Hometown Athletics again connecting kids with student-athlete coaches after NCAA restrictions lifted


Some of Hometown Athletics’ student-athlete coaches listed on the company’s website.

Hometown Athletics launched last year to connect student-athletes with kids for coaching and training in Westchester County, but was forced to temporarily shut down due to the controversial NCAA rules regarding student-athletes’ ability to earn money. On June 30, the NCAA approved a policy that would allow college athletes to make money from their name, age and likeness, allowing Hometown Athletics to reopen.

Co-owner Ben Hurd said he was “incredibly excited and proud” that the regulations were lifted, describing them as “archaic and exploitative.”

Hurd graduated from Pelham Memorial High School in 2017 and Brown University in 2021.

“We had started Hometown Athletics last year and were inspired by how many meaningful connections our Pelham and Rye coaches made with rising student athletes in the area within just two months,” Hurd said.

After matching kids with the college athletes in the area, the company determines the best training regimen for the student as well as the ideal schedule, rate and location, according to Hometown Athletics’ website.

“College athletes work so hard to get where they are and not getting any benefits from their sport makes no sense,” said intern Frankie Cipriano. “Student athletes should definitely be able to make money off their name and brand and can now do so.”

Hometown Athletics is hopeful that the new regulations will continue to empower student athletes. “We’re excited to see what this new market of opportunities has in store for both student-athletes and their communities,” Hurd said.

With the NCAA change, Hometown Athletics plans to build and strengthen the community aspect of their platform. “The recent NCAA regulation changes really open up a lot of channels within which college-athletes can give back and help out in their communities,” Hurd said. “By building out and expanding on our platform, we hope to facilitate community connections within Pelham as well as other towns and communities across the country.”

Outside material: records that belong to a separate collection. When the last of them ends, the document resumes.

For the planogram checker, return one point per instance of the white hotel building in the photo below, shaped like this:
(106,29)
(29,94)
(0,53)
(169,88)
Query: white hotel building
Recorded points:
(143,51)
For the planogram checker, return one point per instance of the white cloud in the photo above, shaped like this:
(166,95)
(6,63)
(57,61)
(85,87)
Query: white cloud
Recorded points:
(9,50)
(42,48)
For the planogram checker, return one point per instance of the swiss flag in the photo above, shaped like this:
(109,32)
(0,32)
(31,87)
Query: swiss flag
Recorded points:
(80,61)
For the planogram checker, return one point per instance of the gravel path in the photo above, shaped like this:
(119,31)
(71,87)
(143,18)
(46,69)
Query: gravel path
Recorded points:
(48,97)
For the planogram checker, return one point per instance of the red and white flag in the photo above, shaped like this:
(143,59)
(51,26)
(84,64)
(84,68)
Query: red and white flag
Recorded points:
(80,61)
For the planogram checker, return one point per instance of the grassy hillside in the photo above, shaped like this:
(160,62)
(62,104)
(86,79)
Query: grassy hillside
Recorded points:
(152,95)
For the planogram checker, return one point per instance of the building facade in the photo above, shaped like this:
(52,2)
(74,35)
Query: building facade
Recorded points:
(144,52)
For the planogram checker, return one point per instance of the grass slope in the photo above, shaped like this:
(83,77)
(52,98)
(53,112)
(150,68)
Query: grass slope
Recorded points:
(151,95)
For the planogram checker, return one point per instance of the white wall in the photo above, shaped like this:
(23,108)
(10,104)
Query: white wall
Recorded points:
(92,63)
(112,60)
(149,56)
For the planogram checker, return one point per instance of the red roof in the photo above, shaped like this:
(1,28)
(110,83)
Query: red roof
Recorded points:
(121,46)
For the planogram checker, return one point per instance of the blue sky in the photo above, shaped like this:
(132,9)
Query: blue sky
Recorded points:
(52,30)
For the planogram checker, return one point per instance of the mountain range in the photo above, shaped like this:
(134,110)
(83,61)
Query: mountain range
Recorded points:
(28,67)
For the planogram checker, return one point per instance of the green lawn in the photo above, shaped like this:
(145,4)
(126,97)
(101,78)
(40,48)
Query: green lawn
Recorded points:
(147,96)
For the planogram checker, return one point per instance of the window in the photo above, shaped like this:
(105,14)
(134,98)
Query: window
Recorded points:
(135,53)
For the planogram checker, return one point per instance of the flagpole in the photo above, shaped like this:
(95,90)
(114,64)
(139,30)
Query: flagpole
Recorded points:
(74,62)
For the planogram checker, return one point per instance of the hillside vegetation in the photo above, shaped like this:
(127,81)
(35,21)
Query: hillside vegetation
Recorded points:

Hurd said it was especially encouraging to see coaches give back to the Westchester community in a sincere way, as well as helping young athletes succeed around the county.

Hometown Athletics plans to improve its user interface, build easier ways to connect and schedule sessions with coaches and allow coaches to open sessions and camps. In the long term, the company wants to continue expanding to other towns while still maintaining close-knit community connections.